Für viele ein Traum: Sich ein Einwegticket ins Urlaubsparadies nehmen, das alte Leben hinter sich lassen und am Ort der Sehnsucht ein weitgehend paradiesisches Dasein fristen – jenseits aller Alltagshektik. So weit, so Traum. Nach einer alten Weisheit soll man jedoch mit seinen Wünschen vorsichtig sein. Denn wenn man Pech hat, gehen diese auch in Erfüllung.So geschehen bei Ausbruch der Corona-Pandemie als tausende deutsche Urlauber im Ausland festsaßen. Sie waren nur mit der vagen Hoffnung bekleidet, in ihre Heimat zurückkehren zu können, während die Reiseveranstalter, zum Teil davon betroffen, in eine Agonie rutschten und darin verharrten.

Der Reiseversicherungsfonds

Aus diesem Grund brachte das Bundeskabinett am 10.02.2021 einen neuen Reisesicherungsfonds auf den Weg und stimmte damit einem von der Bundesministerin der Justiz und Verbraucherschutz vorgelegten Gesetzentwurf zu. Dieser Entwurf sieht eine Neuregelung der Insolvenzversicherung im Pauschalreiserecht vor. Für den Fall der Insolvenz verpflichtet die EU-Richtlinie 2015/2302 Reiseveranstalter dazu, im Falle ihrer Insolvenz, die von den Reisenden erhaltenen Vorauszahlungen sowie den Rücktransport der Reisenden abzusichern. In Deutschland war diese Vorgabe in § 651r BGB umgesetzt worden.
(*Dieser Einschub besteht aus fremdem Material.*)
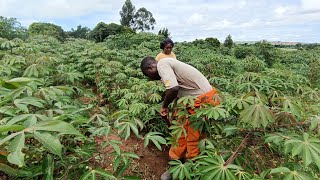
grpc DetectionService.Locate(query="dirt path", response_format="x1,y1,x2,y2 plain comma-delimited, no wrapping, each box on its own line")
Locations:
96,135,169,180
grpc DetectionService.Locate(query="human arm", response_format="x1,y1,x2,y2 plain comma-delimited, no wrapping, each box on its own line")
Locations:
160,86,179,116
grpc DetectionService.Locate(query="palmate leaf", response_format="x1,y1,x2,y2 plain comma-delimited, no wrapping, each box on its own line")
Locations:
148,93,162,103
23,64,43,77
169,160,193,180
7,133,25,167
283,98,302,117
34,131,62,158
129,103,148,115
270,167,312,180
284,133,320,170
199,155,242,180
143,132,166,151
196,105,228,120
240,104,274,128
14,97,45,113
7,114,49,126
30,120,82,136
169,120,187,141
115,120,139,139
80,169,116,180
42,154,54,180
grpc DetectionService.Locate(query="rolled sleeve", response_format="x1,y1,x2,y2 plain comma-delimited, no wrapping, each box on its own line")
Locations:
158,64,179,89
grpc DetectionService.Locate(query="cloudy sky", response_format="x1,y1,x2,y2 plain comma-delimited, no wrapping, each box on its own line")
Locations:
0,0,320,42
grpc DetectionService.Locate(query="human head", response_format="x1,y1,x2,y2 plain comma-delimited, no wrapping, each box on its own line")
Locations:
140,56,161,80
160,38,174,54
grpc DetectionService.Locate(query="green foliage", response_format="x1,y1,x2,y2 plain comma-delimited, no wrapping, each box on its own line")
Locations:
120,0,136,27
234,46,255,59
223,34,233,49
120,0,156,31
90,22,133,42
158,28,170,38
0,16,27,40
0,28,320,179
66,25,90,39
28,23,66,41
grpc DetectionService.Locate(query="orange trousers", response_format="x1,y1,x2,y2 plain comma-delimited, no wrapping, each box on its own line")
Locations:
169,88,220,159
Hiernach konnte die Absicherung über Versicherungen oder Bankbürgschaften erfolgen, wobei die Haftung in beiden Fällen in einem Geschäftsjahr für zu erstattende Gesamtbeträge auf rund 110 Millionen Euro pro Jahr beschränkt werden konnte. Diese Regelung soll nunmehr gestrichen werden. Die Initialzündung für dieses Vorhaben gab die Insolvenz des Thomas-Cook-Konzerns.

Systemumstellung

Der vorgestellte Entwurf sieht neben der Umsetzung der vorbenannten Eckpunkte auch eine Systemumstellung vor. Demnach soll die Insolvenzsicherung bei Pauschalreisen künftig über einen Reisesicherungsfonds erfolgen. Der Fonds soll dabei in Form einer GmbH errichtet, sich überwiegend aus Entgelten der abgesicherten Reiseanbieter speisen und als alleiniger Insolvenzabsicherer fungieren. Lediglich Kleinstunternehmer sollen sich weiter über eine Versicherung oder eine Bank absichern dürfen.Die Möglichkeit der Haftungsbegrenzung auf 110 Millionen Euro pro Jahr wird künftig entfallen. Stattdessen knüpft die Einstandspflicht des Insolvenzabsicherers an den Maximalverlust. Nach dem Entwurf entspricht der erwartbare Maximalverlust 22 Prozent des Jahresumsatzes des jeweiligen Reiseveranstalters.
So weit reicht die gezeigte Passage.